Le foyer d’hébergement pour familles, jeunes femmes et enfants. Architecte Le Penhuel. 2011.

Les idées n’existent que si des acteurs les portent. Et c’est toute la difficulté des institutions : que des acteurs portent durablement des idées pour qu’elles infusent puis influent sur le fonctionnement. Les établissements socio-éducatifs s’inscrivent dans les dynamiques sociales et la question écologique est maintenant un pré-requis de toute décision gestionnaire et éducative. Il est alors intéressant de se retourner pour analyser comme un point d’étape, comment aux MAPE, simple lieu d’accueil parmi d’autres, cette thématique marginale s’est imposée progressivement, dans la perspective qu’elle devienne structurante du fonctionnement.

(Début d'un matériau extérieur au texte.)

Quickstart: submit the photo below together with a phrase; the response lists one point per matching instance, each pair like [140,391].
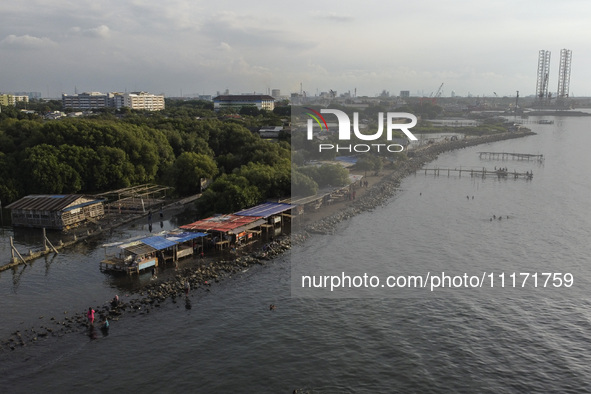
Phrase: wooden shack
[59,212]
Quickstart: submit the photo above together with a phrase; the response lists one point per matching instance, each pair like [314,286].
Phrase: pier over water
[506,156]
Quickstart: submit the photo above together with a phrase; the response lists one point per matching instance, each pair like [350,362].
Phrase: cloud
[336,18]
[26,42]
[101,31]
[224,46]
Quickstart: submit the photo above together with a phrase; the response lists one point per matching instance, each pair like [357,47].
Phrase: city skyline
[187,48]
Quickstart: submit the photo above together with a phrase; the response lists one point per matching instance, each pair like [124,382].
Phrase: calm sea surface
[465,339]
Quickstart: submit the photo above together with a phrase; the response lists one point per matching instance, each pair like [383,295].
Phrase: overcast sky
[201,47]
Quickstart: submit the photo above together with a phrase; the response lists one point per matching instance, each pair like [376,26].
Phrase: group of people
[104,323]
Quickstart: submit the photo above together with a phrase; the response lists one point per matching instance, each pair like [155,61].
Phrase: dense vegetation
[176,147]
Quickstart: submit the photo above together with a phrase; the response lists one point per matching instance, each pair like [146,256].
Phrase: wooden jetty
[506,156]
[501,173]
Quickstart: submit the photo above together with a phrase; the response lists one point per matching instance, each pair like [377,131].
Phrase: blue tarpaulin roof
[265,210]
[158,242]
[186,236]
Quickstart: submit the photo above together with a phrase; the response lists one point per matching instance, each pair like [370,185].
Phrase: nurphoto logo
[393,120]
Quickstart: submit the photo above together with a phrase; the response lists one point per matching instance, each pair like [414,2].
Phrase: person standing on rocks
[90,316]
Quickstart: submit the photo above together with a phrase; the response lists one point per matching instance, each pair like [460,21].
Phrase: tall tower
[564,73]
[543,72]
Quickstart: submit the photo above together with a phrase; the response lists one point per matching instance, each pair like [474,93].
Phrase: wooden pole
[14,250]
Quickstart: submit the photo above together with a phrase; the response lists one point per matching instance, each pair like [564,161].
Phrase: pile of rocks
[153,295]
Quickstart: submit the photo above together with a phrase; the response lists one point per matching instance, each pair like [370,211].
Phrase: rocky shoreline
[381,192]
[202,276]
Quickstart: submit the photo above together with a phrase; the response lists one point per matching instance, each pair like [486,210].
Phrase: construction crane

Depuis 50 ans tout est sur la table : les données sont connues – études, statistiques, informations, théories…- l’offre politique est présente dans tous les pays développés : associations, activistes et partis verts de toutes nuances. Mais les peuples qui le pouvaient votaient majoritairement pour des politiques économiques visant à augmenter la croissance, la consommation, le productivisme. Et leurs élus avec application précédaient et répondaient à la demande majoritaire de toujours plus. C’est bien en connaissance de cause écologique et avec un déni collectif de la réalité que le choix a été fait de polluer les océans, l’eau, l’air, les paysages, les terres agricoles, de détruire quelques espèces animales et végétales, de réchauffer le climat à feu doux pour porter la planète à ébullition.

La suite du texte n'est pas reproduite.